I have been digitising.
I have no pictures of the first time I saw it winning a race at Turnberry, Ayrshire. But I took some in 1967 at a Formula 2 race at Oulton Park when Jackie Stewart demonstrated it. What a sensational noise the supercharged V16 made. Stewart fairly lit up the back wheels on the Oulton Park start line
Up to the 1970s BRM competed in grands prix longer than anybody except Ferrari. They had watched the passing of Alfa Romeo, Alta, Gordini, Talbot, Cooper, Vanwall, Maserati, Connaught, Aston Martin, Porsche, Honda, Eagle and more. Yet it was a hangover from a bygone age.

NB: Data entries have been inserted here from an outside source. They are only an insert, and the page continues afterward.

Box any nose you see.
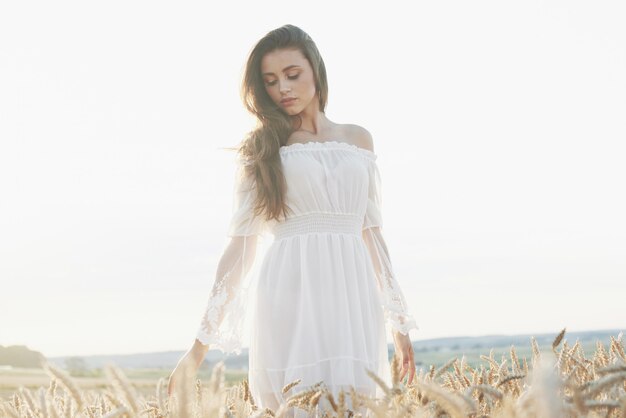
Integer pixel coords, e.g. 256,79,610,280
279,79,291,94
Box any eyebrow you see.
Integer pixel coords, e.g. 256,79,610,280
262,65,301,76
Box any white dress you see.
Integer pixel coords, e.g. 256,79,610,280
195,140,418,416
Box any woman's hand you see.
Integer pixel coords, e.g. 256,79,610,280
167,339,209,396
392,330,416,385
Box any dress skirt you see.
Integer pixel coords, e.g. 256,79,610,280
248,212,392,416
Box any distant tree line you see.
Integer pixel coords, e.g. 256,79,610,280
0,345,45,368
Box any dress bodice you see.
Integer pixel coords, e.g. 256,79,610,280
277,140,377,219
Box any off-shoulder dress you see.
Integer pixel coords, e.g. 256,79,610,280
195,140,418,416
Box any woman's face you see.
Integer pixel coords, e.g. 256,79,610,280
260,48,318,115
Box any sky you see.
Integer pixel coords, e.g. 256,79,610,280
0,0,624,358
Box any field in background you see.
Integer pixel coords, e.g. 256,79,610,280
0,332,618,399
1,329,625,417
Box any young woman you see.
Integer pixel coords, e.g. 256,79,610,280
168,24,418,416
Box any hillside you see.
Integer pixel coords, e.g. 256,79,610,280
36,327,623,371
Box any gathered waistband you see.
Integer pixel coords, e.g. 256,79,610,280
272,212,363,239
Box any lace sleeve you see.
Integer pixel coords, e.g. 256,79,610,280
362,156,418,337
195,160,264,354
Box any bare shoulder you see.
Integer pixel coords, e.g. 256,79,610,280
341,124,374,152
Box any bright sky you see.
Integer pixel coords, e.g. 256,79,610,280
1,1,624,358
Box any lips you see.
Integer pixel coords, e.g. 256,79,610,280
280,98,296,105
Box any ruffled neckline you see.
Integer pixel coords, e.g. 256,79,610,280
279,140,377,160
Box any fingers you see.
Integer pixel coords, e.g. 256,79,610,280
399,348,415,385
404,346,415,385
398,355,408,382
402,358,410,381
408,357,416,385
167,376,174,397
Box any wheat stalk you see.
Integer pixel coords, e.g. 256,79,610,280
4,331,626,417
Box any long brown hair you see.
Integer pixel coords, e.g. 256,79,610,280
232,24,329,223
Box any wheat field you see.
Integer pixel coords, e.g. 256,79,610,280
1,329,625,418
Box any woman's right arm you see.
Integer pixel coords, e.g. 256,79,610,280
194,234,258,354
170,159,263,395
194,158,264,355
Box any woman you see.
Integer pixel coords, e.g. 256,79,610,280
168,24,418,416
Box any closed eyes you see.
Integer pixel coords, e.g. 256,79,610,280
265,74,299,86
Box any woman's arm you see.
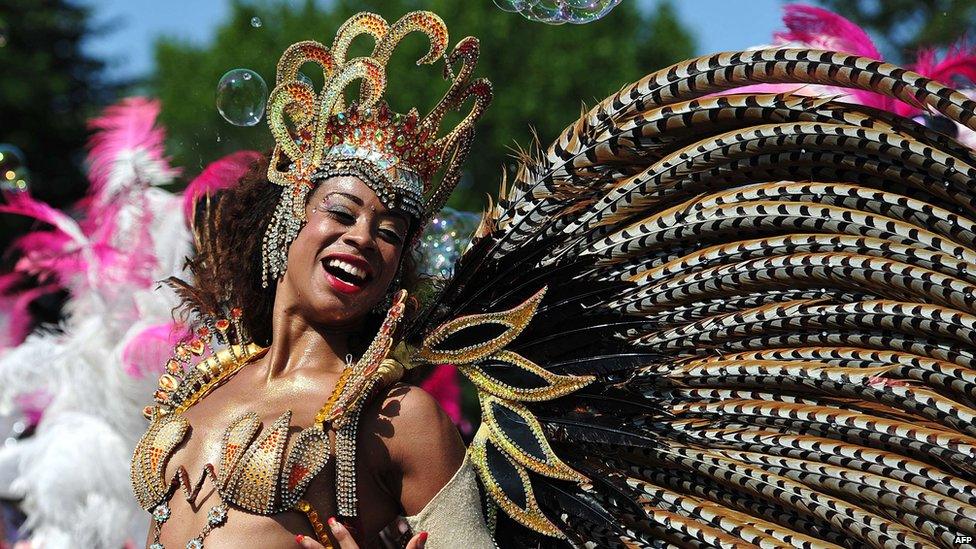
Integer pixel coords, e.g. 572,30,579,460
385,384,467,516
387,385,496,548
297,384,472,549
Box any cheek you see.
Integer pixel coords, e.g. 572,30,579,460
379,245,404,283
284,220,334,282
288,224,322,264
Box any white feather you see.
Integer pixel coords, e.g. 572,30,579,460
0,183,192,546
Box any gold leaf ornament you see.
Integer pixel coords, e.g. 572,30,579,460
469,426,565,538
417,286,547,365
461,350,594,402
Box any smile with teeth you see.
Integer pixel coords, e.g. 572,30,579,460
323,258,371,288
322,256,372,294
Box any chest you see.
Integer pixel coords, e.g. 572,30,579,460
166,368,336,483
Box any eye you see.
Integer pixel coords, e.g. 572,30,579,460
380,227,404,245
326,207,355,224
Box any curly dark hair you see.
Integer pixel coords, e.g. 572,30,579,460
171,154,421,349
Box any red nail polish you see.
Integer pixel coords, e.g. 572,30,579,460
418,531,429,545
327,516,338,527
295,534,304,544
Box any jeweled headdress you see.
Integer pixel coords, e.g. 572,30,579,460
262,11,492,286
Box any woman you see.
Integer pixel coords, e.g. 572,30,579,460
131,11,495,549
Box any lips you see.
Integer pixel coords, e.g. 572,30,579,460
321,253,373,294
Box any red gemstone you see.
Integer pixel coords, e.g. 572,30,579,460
288,464,309,490
188,339,205,355
166,359,184,375
231,307,243,319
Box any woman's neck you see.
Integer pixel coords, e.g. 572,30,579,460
264,294,361,380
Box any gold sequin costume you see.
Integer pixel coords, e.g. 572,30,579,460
132,293,411,547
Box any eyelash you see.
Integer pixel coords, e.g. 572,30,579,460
325,207,403,244
380,228,404,245
326,208,355,223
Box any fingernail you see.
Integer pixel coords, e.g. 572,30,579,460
327,516,337,527
418,531,429,547
295,534,304,544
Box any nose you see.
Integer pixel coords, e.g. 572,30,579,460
341,217,377,253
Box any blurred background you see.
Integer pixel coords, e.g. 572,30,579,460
4,0,975,238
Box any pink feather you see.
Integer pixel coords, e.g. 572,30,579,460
121,322,190,378
0,272,61,347
0,192,87,246
1,194,156,294
14,390,52,427
913,40,976,85
772,5,976,119
773,4,892,110
86,97,179,203
181,150,262,223
886,41,976,116
420,364,463,425
775,4,882,59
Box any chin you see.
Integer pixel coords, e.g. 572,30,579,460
304,281,380,325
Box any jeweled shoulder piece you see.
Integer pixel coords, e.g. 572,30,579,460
262,11,492,285
413,286,594,537
144,307,260,420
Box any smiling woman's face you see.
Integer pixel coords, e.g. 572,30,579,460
280,175,409,326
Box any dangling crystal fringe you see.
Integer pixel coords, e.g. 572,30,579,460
335,404,362,517
261,186,310,288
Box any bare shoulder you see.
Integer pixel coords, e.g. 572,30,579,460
382,383,450,425
366,382,467,515
372,382,464,461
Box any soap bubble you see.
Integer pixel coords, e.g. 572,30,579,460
0,145,30,196
527,1,566,24
215,68,268,127
492,0,538,13
419,208,482,279
250,16,262,28
495,0,622,24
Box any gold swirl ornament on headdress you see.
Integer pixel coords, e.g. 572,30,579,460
261,11,491,287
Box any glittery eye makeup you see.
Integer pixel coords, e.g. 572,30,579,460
319,192,406,245
317,193,353,220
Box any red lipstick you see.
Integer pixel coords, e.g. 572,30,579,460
321,253,373,294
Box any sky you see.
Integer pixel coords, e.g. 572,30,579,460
80,0,786,82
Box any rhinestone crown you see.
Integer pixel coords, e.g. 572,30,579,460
266,11,491,225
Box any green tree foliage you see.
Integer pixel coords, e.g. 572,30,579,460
816,0,976,64
153,0,695,209
0,0,116,276
0,0,114,206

BRM arrived in racing about the same time as Fangio. Graham Hill had barely got behind a wheel; Jackie Stewart was ten. British Racing Motors was conceived by Raymond Mays out of the ashes of the pre-war English Racing Automobiles (ERA). The British motor industry, Mays reasoned, ought to be concerned with racing, if not individually then collectively. The old inspiration of racing for national prestige persisted.
It raced on after the formula for which it was built had been superseded, usually in British national races of little significance like the one I saw at Turnberry. In the first seasons of the 2½ litre formula BRM bought a Maserati to gain experience, then at the end of 1955 brought out its own car. Where the V16 had been complex and difficult to manage, the new car was simple, reliable and competitive. It failed to make the grade at first but by 1959 BRM had won a championship grand prix, although rival Vanwall had overtaken it and won the constructor's championship. It was only after Sir Alfred Owen had issued an ultimatum that unless it won races BRM would be shut down, that it gained the drivers' and constructors' world championships. In 1962 the 1½ litre V8 BRM gave the team, led by Graham Hill, its most successful season ever.